Les salariés de France Télécom bénéficient déjà des dispositions légales relatives à l'intéressement. Cela résulte de l'article 32 de la loi du 2 juillet 1990 qui leur a rendu applicable les dispositions du chapitre 1er de l'ordonnance du 27 octobre 198670(*).

En revanche, France Télécom ne figure pas dans la liste des sociétés nationales que le décret du 26 novembre 1987 a assujetties à celles des dispositions de l'ordonnance de 1986 relatives à la participation des salariés.

La sociétisation de l'opérateur assurerait donc de pouvoir l'inscrire sur cette liste et d'étendre ainsi les avantages dont disposent déjà ses personnels au titre de l'intéressement.

Réservation d'une part significative de l'opération de sociétisation aux personnels

La valeur à laquelle France Télécom sera estimée au moment du lancement de l'opération de sociétisation dépendra d'un certain nombre de facteurs : la date retenue -plus elle sera tardive, moins la valeur capitalistique de l'entreprise sera élevée71(*)-, les perspectives de rééquilibrage tarifaire -moins elles seront favorables, plus l'évaluation sera faible72(*)-, la manière dont sera résolu le problème des charges de retraites qui pèsent sur l'opérateur -nous y reviendrons plus avant.

Cependant, quelque soit le montant retenu (les chiffres cités variant entre 150 et 200 milliards de francs), une part sera le fruit des efforts et du talent de la communauté d'hommes et de femmes qui ont construit France Télécom. En outre, la combativité de l'entreprise dans un environnement plus difficile reposera, pour l'essentiel, sur leurs épaules.

La réservation d'une part du capital sociétisée à leur intention marquerait donc la reconnaissance qui leur est due pour leur réussite passée. Elle constituerait une source de motivation supplémentaire pour l'avenir.

La loi de privatisation du 19 juillet 1993, qui modifie la loi du 6 août 1986, autorise l'attribution de 10 % du capital d'une entreprise nationale à son personnel lors d'une offre publique de vente.

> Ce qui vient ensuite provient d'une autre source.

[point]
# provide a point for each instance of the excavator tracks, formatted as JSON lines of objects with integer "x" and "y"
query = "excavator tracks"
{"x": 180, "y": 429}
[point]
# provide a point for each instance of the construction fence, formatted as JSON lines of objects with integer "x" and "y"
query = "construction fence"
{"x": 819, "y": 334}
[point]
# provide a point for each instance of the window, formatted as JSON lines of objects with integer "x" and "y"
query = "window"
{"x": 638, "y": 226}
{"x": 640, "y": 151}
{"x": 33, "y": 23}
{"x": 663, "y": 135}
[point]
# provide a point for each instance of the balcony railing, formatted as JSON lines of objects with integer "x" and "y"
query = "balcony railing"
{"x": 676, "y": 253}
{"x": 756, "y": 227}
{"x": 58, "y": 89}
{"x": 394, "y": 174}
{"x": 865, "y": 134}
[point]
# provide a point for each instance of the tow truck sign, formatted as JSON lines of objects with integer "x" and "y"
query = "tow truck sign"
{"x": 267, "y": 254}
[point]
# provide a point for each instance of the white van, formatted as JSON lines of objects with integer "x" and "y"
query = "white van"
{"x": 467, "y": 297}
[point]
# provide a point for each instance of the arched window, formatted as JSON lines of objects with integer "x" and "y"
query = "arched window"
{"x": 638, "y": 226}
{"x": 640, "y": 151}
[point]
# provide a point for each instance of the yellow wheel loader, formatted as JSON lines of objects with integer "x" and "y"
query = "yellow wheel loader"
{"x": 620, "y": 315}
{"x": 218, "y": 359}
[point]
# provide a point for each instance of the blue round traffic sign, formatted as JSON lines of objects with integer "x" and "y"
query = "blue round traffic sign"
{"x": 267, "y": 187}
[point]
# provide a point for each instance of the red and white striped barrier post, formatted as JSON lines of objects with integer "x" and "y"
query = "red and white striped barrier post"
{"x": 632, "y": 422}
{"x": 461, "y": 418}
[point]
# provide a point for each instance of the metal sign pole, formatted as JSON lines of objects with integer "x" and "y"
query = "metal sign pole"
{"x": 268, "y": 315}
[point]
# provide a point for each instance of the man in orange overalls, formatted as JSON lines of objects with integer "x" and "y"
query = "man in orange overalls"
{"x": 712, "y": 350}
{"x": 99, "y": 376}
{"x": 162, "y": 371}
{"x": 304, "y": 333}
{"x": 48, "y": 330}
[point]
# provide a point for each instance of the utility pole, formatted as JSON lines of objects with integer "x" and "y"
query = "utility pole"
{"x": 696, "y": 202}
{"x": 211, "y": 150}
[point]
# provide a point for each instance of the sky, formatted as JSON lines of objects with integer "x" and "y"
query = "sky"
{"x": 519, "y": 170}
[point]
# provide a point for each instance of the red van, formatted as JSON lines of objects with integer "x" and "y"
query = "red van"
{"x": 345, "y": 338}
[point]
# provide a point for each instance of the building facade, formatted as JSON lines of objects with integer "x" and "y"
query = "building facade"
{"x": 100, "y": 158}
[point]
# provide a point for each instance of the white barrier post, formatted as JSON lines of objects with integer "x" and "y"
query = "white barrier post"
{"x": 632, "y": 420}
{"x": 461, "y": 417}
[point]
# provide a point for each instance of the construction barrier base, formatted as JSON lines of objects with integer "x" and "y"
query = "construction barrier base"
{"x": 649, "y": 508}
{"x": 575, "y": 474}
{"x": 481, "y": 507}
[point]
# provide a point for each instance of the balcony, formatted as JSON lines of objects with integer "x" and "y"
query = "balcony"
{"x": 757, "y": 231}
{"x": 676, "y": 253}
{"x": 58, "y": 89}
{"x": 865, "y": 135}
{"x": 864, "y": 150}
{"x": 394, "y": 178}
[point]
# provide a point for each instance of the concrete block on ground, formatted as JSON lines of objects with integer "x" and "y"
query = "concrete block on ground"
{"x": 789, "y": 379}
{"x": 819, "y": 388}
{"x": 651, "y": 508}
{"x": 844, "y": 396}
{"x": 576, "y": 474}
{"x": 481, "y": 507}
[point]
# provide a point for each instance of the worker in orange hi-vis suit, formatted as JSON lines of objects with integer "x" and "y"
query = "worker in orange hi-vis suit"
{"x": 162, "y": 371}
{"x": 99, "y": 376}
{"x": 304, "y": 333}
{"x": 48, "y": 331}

Quoiqu'en l'espèce il ne s'agirait pas d'une privatisation, un pourcentage équivalent devrait être réservé à un prix attractif aux salariés de France Télécom, si leur entreprise devient une société dont une partie des actions est mise en vente.

Pour chaque tranche de 10 % du capital proposé sur le marché financier, ceci représenterait entre 1,5 et 2 milliards de francs, soit 10.000 à 13.000 francs par agent en activité. Comme de telles sommes excèdent vraisemblablement la capacité d'épargne à court terme d'un grand nombre d'entre eux, le droit ouvert aux salariés n'aurait pas à être exercé, en totalité, au moment de l'opération financière mais pourrait, par exemple, être mis en oeuvre sous forme d'options à lever dans les deux ans suivants, fût-ce à l'aide d'un emprunt dont le taux serait bonifié par l'entreprise.

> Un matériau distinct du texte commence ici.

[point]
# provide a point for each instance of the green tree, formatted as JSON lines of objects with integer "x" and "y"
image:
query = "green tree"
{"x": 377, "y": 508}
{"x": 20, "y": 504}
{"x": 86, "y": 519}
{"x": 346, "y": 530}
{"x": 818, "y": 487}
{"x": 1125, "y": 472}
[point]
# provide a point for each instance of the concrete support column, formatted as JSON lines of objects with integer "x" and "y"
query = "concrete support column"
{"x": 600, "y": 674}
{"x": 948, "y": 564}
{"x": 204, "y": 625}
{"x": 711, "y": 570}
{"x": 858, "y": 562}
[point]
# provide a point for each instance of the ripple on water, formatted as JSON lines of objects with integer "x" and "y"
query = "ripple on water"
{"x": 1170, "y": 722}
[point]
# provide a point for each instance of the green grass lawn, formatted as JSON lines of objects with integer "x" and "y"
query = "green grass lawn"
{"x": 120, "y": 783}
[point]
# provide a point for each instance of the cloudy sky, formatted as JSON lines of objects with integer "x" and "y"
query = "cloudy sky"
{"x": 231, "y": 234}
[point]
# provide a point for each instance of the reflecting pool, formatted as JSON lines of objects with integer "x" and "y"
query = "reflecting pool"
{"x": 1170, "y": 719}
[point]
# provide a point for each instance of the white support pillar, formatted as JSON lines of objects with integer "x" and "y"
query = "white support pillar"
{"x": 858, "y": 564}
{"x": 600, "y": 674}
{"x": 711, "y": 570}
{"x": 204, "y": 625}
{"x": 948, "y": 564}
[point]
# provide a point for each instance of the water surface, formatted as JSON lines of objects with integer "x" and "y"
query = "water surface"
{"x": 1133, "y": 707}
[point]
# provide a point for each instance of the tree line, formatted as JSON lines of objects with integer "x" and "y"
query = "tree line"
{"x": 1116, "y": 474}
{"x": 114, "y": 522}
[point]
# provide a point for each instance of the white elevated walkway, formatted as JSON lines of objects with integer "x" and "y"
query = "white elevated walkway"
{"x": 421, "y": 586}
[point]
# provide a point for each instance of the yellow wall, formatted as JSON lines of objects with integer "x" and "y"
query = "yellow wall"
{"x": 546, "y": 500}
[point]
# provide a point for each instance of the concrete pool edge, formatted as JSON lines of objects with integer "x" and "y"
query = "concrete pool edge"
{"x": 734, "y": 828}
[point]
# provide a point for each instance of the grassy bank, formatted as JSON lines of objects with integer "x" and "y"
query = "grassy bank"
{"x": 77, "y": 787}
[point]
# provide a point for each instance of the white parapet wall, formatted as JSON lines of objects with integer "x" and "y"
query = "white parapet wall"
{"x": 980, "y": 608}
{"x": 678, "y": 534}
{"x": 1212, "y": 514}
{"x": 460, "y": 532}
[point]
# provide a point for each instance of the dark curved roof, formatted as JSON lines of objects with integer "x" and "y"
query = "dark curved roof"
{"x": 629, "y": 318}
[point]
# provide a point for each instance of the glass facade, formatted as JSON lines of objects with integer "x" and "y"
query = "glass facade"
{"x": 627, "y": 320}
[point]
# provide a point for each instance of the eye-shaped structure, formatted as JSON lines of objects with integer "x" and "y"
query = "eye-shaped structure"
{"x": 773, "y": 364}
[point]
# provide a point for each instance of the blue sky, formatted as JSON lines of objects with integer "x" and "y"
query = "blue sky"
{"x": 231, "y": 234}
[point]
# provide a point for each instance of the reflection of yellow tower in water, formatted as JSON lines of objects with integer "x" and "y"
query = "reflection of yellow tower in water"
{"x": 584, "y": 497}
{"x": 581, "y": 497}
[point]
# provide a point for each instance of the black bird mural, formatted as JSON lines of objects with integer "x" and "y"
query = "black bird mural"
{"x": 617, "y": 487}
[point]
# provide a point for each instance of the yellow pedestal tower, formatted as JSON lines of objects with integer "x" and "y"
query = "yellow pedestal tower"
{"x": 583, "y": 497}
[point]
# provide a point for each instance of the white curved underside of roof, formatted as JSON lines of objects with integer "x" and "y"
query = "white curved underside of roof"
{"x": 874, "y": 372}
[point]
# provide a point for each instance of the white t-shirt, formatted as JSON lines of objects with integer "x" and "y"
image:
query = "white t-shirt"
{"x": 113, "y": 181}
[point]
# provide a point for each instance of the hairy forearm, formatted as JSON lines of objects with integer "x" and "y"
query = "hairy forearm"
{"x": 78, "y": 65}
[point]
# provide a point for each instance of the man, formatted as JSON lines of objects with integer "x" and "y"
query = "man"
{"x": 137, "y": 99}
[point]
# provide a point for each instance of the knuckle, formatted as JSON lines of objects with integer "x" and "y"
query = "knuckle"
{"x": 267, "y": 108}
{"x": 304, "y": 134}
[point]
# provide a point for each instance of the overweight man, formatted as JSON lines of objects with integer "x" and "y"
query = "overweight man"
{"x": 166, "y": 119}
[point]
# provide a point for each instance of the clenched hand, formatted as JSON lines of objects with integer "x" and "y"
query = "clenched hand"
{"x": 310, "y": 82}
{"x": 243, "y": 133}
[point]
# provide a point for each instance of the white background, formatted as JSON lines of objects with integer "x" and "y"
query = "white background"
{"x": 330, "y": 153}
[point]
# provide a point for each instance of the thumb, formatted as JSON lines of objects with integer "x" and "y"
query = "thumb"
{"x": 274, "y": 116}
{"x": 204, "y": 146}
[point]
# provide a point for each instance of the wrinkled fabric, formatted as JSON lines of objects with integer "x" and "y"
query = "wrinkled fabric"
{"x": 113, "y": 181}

Ce droit serait bien entendu ouvert, dans des conditions identiques, pour chaque tranche d'actions offerte sur le marché, la limite de 49 % ne pouvant toutefois pas être franchie.

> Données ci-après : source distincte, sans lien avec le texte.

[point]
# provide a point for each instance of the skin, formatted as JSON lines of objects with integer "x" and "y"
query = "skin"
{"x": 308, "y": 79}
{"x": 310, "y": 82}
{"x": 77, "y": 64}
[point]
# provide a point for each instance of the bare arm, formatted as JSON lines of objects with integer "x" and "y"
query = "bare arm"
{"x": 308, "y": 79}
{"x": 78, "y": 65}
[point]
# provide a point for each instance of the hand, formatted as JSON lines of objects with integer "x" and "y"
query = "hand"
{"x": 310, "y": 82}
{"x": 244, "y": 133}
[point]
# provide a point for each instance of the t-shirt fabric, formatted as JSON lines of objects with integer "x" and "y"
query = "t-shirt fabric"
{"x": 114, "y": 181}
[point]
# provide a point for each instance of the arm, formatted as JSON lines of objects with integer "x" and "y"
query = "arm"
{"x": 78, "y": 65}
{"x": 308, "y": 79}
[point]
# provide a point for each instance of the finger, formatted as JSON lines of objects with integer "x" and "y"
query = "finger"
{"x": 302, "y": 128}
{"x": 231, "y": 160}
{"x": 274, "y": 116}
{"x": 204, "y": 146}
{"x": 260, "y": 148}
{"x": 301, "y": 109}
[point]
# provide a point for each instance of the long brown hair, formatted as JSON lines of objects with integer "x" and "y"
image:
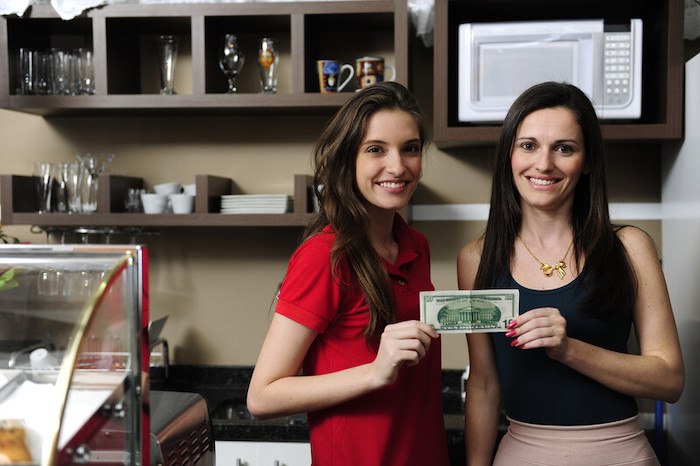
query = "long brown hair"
{"x": 341, "y": 204}
{"x": 609, "y": 276}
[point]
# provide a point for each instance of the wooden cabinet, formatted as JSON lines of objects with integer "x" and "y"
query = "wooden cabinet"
{"x": 122, "y": 37}
{"x": 18, "y": 205}
{"x": 662, "y": 74}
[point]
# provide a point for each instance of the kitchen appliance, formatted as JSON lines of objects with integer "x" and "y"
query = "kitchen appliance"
{"x": 498, "y": 61}
{"x": 181, "y": 430}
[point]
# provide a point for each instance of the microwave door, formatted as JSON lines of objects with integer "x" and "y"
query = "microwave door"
{"x": 495, "y": 68}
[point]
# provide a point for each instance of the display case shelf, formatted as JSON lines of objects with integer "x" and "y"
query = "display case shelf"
{"x": 126, "y": 75}
{"x": 18, "y": 206}
{"x": 662, "y": 93}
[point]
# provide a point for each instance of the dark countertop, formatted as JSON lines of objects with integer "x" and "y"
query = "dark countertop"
{"x": 225, "y": 387}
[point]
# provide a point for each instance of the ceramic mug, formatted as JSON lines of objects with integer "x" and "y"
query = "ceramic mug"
{"x": 154, "y": 203}
{"x": 370, "y": 70}
{"x": 329, "y": 75}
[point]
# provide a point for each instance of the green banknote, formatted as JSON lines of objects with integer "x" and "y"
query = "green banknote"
{"x": 463, "y": 311}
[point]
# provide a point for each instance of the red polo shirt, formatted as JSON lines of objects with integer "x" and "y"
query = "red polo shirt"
{"x": 399, "y": 425}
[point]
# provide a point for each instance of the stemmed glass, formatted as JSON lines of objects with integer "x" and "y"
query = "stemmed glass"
{"x": 231, "y": 60}
{"x": 93, "y": 165}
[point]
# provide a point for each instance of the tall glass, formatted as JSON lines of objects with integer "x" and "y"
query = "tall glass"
{"x": 167, "y": 56}
{"x": 268, "y": 61}
{"x": 231, "y": 60}
{"x": 94, "y": 165}
{"x": 74, "y": 178}
{"x": 44, "y": 173}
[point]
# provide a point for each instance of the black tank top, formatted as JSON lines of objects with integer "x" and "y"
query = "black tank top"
{"x": 538, "y": 390}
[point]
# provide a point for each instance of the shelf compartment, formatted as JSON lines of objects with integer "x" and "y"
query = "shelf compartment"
{"x": 346, "y": 37}
{"x": 18, "y": 206}
{"x": 42, "y": 34}
{"x": 126, "y": 75}
{"x": 249, "y": 30}
{"x": 132, "y": 64}
{"x": 662, "y": 112}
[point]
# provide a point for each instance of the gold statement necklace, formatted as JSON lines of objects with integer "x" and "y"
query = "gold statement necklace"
{"x": 547, "y": 269}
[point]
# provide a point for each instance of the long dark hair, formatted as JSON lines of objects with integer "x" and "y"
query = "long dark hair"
{"x": 341, "y": 204}
{"x": 609, "y": 275}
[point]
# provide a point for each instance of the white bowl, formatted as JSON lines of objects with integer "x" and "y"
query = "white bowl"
{"x": 182, "y": 203}
{"x": 167, "y": 189}
{"x": 154, "y": 203}
{"x": 190, "y": 189}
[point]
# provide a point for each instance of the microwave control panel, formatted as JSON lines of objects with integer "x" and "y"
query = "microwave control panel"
{"x": 617, "y": 90}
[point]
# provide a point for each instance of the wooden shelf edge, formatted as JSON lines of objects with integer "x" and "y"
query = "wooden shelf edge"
{"x": 161, "y": 220}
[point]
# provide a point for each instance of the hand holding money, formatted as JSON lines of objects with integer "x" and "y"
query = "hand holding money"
{"x": 469, "y": 311}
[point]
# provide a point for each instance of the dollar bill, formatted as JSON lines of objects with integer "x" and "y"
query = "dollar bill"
{"x": 463, "y": 311}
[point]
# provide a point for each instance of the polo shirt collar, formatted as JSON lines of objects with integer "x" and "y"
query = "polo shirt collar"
{"x": 408, "y": 249}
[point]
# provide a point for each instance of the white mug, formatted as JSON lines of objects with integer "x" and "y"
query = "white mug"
{"x": 154, "y": 203}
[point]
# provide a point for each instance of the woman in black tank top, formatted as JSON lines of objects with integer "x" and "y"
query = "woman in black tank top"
{"x": 562, "y": 371}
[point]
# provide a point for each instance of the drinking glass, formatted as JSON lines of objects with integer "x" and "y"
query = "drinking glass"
{"x": 267, "y": 65}
{"x": 94, "y": 165}
{"x": 44, "y": 172}
{"x": 83, "y": 72}
{"x": 31, "y": 64}
{"x": 167, "y": 55}
{"x": 231, "y": 60}
{"x": 62, "y": 187}
{"x": 74, "y": 178}
{"x": 60, "y": 69}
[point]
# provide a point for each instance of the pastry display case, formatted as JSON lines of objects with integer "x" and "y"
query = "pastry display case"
{"x": 73, "y": 348}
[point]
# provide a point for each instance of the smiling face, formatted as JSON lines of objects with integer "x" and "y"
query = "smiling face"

De manière complémentaire, le mécanisme institué par Deutsche Telekom pour favoriser la participation de ses salariés à son introduction en Bourse pourrait utilement servir de source d'inspiration.

A Deutsche Telekom, les salariés -qu'ils soient employés ou qu'ils aient le statut de fonctionnaire -pourront verser chacun la somme de 1.035 francs (300 Deutsche marks) -correspondant à l'achat de 60 actions- à une société participative, baptisée Telecom Invest Partner, gérée par les associations d'épargne et de prêt et de la Poste qui ont la confiance des " télécommunicants allemands ". Cette société achètera et gérera un paquet d'actions Deutsche Telekom pour un montant équivalent à 5.175 francs (1.500 DM) par salarié. La différence, 4.140 francs (1.200 DM), sera financée par un prêt sans risque de l'Union des Banques Suisses (UBS). Les salariés participants auront la garantie de l'UBS de récupérer au moins la valeur du capital investi au bout de six ans. Si le cours augmente, ils toucheront des plus-values sur les 5.175 francs (1.500 DM) placés pour eux. Ils n'auront pas le droit de se désengager de la société avant la fin du programme.

Cette participation sera subventionnée par Deutsche Telekom à hauteur de 1.035 francs (300 DM) par salarié participant.